And then there are the juicy details like the “wife,” Lorraine Dubord, allegedly calling the teacher “fat” and the teacher, Kiran Sidhu calling Dubord “a Karen.”

Now let’s throw in the fact that Dubord, standing in front of her multimillion dollar home, is white and Sidhu is not and alleged comments like, “you don’t belong here,” and we have just a whole lot of angles from which to view this story.

In her Facebook post where Sidhu went public with the incident last week, the Richmond teacher talks about not feeling welcome in “white spaces.”

Certainly the fact that the race angle was a factor was not lost on those who, last weekend, held an anti-racism demonstration at Centennial Beach where the alleged altercation occurred.

Another concerning element of this story is that, according to Sidhu, she made a complaint to the Delta police and three days later she was told the file was closed.

It was only after going to the complaints board, that Sidhu said she got some action.

At that point, the case was handed over to the Surrey RCMP. It’s also being investigated by the Office of the Police Complaint Commissioner.

Who knows what will come of it all. Presumably, issues of racism, assault and police possibly sweeping something under the rug to protect one of their own will all be looked at.

The thing that probably won’t be a part of this investigation is that of private property and shorelines.

This whole situation happened because, as Sidhu tells it, she had been walking along the beach when the tide came up quickly — as it does there.

In a bid to get back to her car she had to skirt the water’s edge which meant climbing on some rocks in front of what appears to be Dubord’s beach front home.

Given that private property ends at the high tide mark, it’s hard to know if Sidhu was even on private property, but even if she was, I would argue that’s a problem in itself.

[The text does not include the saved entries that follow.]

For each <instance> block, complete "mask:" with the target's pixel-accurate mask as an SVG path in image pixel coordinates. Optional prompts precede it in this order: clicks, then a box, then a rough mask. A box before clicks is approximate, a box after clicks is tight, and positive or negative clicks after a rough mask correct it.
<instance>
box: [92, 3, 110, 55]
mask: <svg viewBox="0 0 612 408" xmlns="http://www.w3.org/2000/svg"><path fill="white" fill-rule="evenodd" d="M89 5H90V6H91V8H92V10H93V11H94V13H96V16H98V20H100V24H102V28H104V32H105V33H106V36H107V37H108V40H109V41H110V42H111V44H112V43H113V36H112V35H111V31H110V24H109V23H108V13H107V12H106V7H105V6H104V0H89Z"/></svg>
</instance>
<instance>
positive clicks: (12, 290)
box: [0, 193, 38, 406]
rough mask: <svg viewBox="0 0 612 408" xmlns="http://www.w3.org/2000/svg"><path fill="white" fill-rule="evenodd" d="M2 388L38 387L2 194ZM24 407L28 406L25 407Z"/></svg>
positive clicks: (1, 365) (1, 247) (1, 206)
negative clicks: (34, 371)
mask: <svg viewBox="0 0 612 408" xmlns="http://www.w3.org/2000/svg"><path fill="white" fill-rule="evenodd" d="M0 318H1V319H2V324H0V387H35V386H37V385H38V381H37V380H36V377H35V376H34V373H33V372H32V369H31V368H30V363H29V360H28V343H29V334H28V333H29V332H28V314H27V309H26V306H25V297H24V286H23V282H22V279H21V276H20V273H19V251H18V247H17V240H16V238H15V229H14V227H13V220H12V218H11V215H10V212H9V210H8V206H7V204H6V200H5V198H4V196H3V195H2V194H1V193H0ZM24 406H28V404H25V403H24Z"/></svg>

I understand people want their privacy. I also understand that people pay dearly for their beachfront locations, but if the beach is public when the tide is out, even just a little bit, I don’t see why there can’t be just a foot or two beyond so people don’t get into the kind of situation Sidhu found herself.

I lived at Roberts Creek on the Sunshine Coast for a year, at a beachfront property. And, sure, people would cling close to the fence when they had to because the tide was high. But I was fine with that because I knew the next day I might be out there walking the beach when the tide came up and I would have to tuck in close to a property line to get by.

I remember feeling particularly disgusted by a property owner a few doors down who planted thick blackberry bushes on the water side of their property line, making it impossible to pass. The fact their mansion was set back at the end of an enormous lawn just made me wonder how it is that some people feel they can just never have enough.

The question whether or not Sidhu was on private property may come up in the investigation, depending on what rocks she was on etc. — not that that justifies being hosed down.

But I’d love to have a larger conversation about the radical notion of slicing off just a sliver of that private privilege to allow the public a walk on the beach.